I hear questions quite frequently about what options are best for data pipelines? Should we write code using Pandas or Spark? Should we use AWS Glue or Azure Data Factory? Or maybe SSIS? Where do Airflow and Luigi fit?
I plan to dive into these technologies and provide more clarity into the options we have today, so stay tuned to this site for tutorials and other writeups. But given my experience in this space I want to share my current thinking which I expect will evolve as I dive deeper into the newest cloud offerings.
I used to work with and at times help sell an ETL tool that had a graphical drag and drop interface. I really did like the tool because with a little training you could quickly build a basic ETL job. These types of ETL tools took me far in my career and I still like them if pulling data from a database that has a static or slow changing data model. They make it simple to do simple things once we learn the basics. But there are limits to what the built-in connectors and transformation options can do, so we still end up writing logic in SQL or a programming language to cover additional cases. One important note, the applications I used did not have a way to convert the jobs built with a visual interface into code, which is something some of the newer technologies provide. The main downside with the tools I used is that the basic techniques expected in software development projects just didn’t fit well with the ETL tools I tried.
About 4 years ago I suggested we are better off without a graphical tool that abstracts a lot of the work. It was not because the ETL tools we could have chosen weren’t better for certain tasks, but overall we preferred Python and SQL to move and process our data. The primary reasons we went down this path were for increased flexibility, portability, and maintainability.

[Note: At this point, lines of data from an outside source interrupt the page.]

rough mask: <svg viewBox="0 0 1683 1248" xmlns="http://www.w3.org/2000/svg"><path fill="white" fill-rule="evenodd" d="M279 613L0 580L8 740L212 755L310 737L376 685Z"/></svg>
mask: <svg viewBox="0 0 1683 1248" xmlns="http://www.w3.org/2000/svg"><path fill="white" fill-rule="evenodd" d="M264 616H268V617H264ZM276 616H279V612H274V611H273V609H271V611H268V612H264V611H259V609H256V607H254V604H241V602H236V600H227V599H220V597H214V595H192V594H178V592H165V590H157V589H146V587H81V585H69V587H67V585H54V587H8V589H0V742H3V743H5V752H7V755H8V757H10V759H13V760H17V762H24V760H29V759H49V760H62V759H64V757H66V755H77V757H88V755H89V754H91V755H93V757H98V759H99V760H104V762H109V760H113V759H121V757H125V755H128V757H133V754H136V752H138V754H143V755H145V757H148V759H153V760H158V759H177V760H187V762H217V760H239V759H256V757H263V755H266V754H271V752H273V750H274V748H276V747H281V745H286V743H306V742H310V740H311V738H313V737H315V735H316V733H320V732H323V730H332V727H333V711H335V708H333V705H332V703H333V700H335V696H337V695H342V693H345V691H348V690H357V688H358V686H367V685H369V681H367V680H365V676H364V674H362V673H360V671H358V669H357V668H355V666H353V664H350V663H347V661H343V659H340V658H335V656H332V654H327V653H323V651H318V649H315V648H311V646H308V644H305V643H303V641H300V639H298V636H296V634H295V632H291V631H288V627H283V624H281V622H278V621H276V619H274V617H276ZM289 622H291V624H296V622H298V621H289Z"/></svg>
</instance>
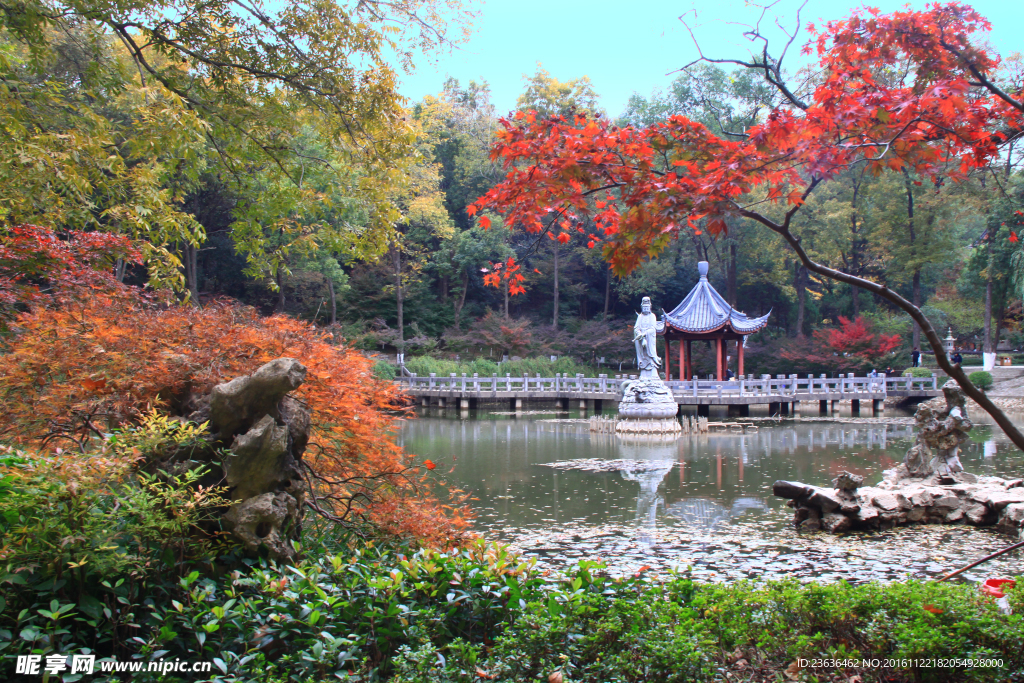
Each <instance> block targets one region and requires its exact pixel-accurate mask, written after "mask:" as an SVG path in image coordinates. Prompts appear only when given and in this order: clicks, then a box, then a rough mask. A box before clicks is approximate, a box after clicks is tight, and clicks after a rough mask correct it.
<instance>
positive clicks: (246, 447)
mask: <svg viewBox="0 0 1024 683" xmlns="http://www.w3.org/2000/svg"><path fill="white" fill-rule="evenodd" d="M305 376H306V369H305V367H304V366H303V365H302V364H301V362H299V361H298V360H296V359H295V358H276V359H274V360H271V361H270V362H267V364H266V365H264V366H262V367H261V368H260V369H259V370H257V371H256V372H255V373H253V374H252V375H247V376H245V377H239V378H236V379H233V380H231V381H230V382H226V383H224V384H218V385H217V386H215V387H214V388H213V390H212V391H211V393H210V396H209V398H201V399H198V400H195V401H194V407H195V408H197V410H196V412H194V413H193V414H191V415H190V416H189V419H191V420H194V421H196V422H202V421H204V420H209V422H210V429H211V431H212V432H213V433H214V435H215V438H216V440H217V441H218V442H219V444H220V445H221V446H226V450H224V451H223V453H224V456H223V460H222V462H221V463H220V465H221V467H222V469H223V481H225V482H226V484H227V487H228V495H227V497H228V498H229V499H230V501H231V506H230V508H229V509H228V510H227V512H226V513H225V514H224V517H223V520H224V522H225V525H226V526H227V528H229V529H230V531H231V532H232V533H233V536H234V537H236V539H237V540H238V541H240V542H241V543H242V545H243V546H245V547H246V548H247V549H248V550H250V551H254V552H256V551H259V550H260V548H265V550H266V552H267V553H268V554H269V555H270V557H273V558H274V559H288V558H290V557H292V556H293V555H294V554H295V551H294V548H293V546H292V541H293V540H298V538H299V535H300V532H301V529H302V514H303V510H304V504H305V483H304V481H303V478H302V471H301V460H302V454H303V453H304V452H305V447H306V443H307V442H308V440H309V424H310V423H309V411H308V410H306V408H305V407H304V405H303V404H302V403H301V402H299V401H298V400H296V399H295V398H293V397H291V396H289V395H288V393H289V392H290V391H294V390H295V389H297V388H298V387H299V386H300V385H301V384H302V382H303V381H304V380H305Z"/></svg>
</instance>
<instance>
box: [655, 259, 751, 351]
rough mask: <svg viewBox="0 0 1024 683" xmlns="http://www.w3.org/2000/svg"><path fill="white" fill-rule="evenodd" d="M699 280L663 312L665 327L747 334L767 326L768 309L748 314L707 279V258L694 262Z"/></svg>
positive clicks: (710, 331) (688, 330)
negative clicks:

One of my top regrets leading a Data Warehousing team that used an ETL tool is that we felt limited by what the tool was capable of doing. Elements of ETL that were not as important when the team started were not easily supported by the tool. The best example of this was reading from a REST API. Another was working with JSON data as a source. I’m sure we could find a tool that can do this for us now, but what else will we encounter in the future? Most of the data we want to consume comes from cloud vendors or messaging systems such as Kafka. So can we find a tool that integrates well with everything we use now and in the future? If we are using core Python, Pandas, or Spark we have no limits on what is possible for us to build. There are many libraries that are already built which we can leverage, and we can modify our libraries as new ideas come up rather than being stuck with what a tool provides out of the box. In many cases we trade off having a longer ramp up period to get our first build working in order to have more flexibility and control down the road, but it cuts down the amount of frustrating rework when systems change.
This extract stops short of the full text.